Le  DPS Redoine Faïd fait l'objet d'une fiche quotidienne sur son comportement. Rien à signaler ce matin du 13 avril, lorsque le surveillant du bâtiment B va le voir dans sa cellule à 7h00. 

Le numéro d'écrou 22679 s'avère "non revendicatif, calme, très discret et courtois, d'humeur égale" depuis son arrivée le 26 novembre 2012.







8h11, Redoine Faïd sort de sa cellule pour aller au parloir, un "sac de linge sale" à la main, croit un surveillant. 
A 8h30, alors que la lieutenante Anne M s'apprête à dispatcher les détenus vers les différentes cabines, "Faïd lui met un pistolet Walter 9 mm derrière la tête et la prend en otage, puis trois autres surveillants.", raconte "Libé".

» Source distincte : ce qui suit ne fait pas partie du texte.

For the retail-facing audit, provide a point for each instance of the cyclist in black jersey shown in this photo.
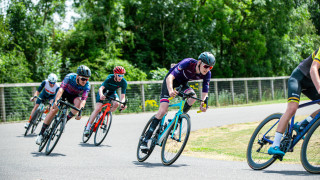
(305, 78)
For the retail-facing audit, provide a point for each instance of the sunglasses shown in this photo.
(207, 66)
(83, 79)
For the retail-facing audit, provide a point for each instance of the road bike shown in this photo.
(102, 122)
(262, 138)
(52, 134)
(171, 135)
(36, 117)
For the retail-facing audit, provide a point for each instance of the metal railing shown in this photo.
(144, 95)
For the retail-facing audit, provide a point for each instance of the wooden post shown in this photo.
(272, 88)
(259, 87)
(93, 97)
(3, 105)
(246, 91)
(216, 92)
(232, 91)
(284, 88)
(142, 98)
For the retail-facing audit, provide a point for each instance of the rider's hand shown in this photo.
(203, 109)
(173, 93)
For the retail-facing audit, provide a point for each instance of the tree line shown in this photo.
(249, 38)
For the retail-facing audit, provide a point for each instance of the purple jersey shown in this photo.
(185, 70)
(70, 85)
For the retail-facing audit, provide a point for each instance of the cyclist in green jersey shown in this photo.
(111, 84)
(305, 78)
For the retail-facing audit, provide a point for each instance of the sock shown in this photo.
(277, 139)
(186, 107)
(88, 126)
(152, 127)
(44, 127)
(69, 116)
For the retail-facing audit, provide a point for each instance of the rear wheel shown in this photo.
(257, 151)
(55, 135)
(175, 142)
(103, 129)
(143, 154)
(310, 151)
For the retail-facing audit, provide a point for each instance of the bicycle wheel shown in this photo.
(103, 129)
(143, 155)
(310, 151)
(257, 151)
(174, 142)
(33, 119)
(55, 135)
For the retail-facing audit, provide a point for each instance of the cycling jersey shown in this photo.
(305, 65)
(185, 70)
(69, 84)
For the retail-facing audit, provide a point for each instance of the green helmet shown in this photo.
(207, 58)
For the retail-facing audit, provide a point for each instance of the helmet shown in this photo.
(83, 71)
(207, 58)
(119, 70)
(52, 78)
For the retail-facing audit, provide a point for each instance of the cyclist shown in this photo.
(180, 74)
(304, 78)
(71, 87)
(50, 88)
(111, 84)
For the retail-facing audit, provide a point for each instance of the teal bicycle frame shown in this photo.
(174, 121)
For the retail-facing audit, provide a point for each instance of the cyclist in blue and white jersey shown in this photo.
(72, 86)
(186, 70)
(49, 87)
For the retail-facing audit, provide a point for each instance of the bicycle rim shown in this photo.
(310, 151)
(103, 129)
(173, 145)
(257, 151)
(143, 155)
(55, 136)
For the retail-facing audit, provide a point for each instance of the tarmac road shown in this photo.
(116, 158)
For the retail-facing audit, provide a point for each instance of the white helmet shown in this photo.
(52, 78)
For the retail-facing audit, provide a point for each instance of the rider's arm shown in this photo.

Les quatre otages utilisés comme boucliers humains


Le journal  poursuit ensuite le récit de cette évasion aussi spectaculaire que rapide. 8h29, explosion de la porte, puis avancée dans un espace vert avec "les 4 otages qui servent de boucliers humains face aux miradors", selon le procès verbal de la police judiciaire de Lille.
Le fugitif oblige ensuite l'un de ses otages à se déshabiller pour lui donner son uniforme. 

C'est déguisé en maton que Faïd sort de la prison par le portail sud à 8h54 avec ses quatre otages, qu'il relâchera au fil de sa fuite".







"Libération" fait état des complicités dont aurait bénéficié Redoine Faïd, parmi ses co-détenus et à l'extérieur de la maison d'arrêt.
Avec la même profusion de détails, le quotidien raconte aussi les 47 jours de cavale, jusqu'à son arrestation au petit matin du 29 mai, dans un hôtel bas de gamme de Pontault-Combault en région parisienne.


Le fugitif comptait gagner Tel Aviv en Israël


Il a tenu un peu plus de six semaines.  "Six semaines d'un défi surréaliste lancé à la police européenne par Redoine Faïd et Hassan B, son homme de paille", écrit Libé.  Au fil du récit, le quotidien dévoile plusieurs extraits du procès verbal de ce complice qui va partager le quotidien du fugitif pendant les 47 jours de cavale, sans connaître son identité jusqu'au jour de l'arrestation.
Jamais redoine Faïd n'a eu l'intention de fuir en Belgique ou au Luxembourg, comme le supputaient les enquêteurs.
Le nouvel ennemi public numéro 1 comptait en réalité s'établir à Tel Aviv, en Israël, pays qui n'a pas de convention d'extradition avec la France. Il se serait rendu à Pontault-Combault afin d'acquérir un faut passeport de l'Etat hébreu. Ce serait lors de la transaction, réalisée avec un indic, que les policiers ont pu retrouver sa trace, grâce à un bornage téléphonique. 

Dans son éditorial, François Sergent résume ainsi la folle entreprise du braqueur.

Il tentait de vivre sa vie comme un film, se voyant comme un bandit de cinéma (...) Mais Redoïne Faïd n'a rien d'un Robin des Bois ni d'un bandit au grand coeur (...) Après son évasion violente, Redoine, desesperado de 40 ans, est reparti pour de très longues années de prison. Très loin du cinéma qu'il se faisait."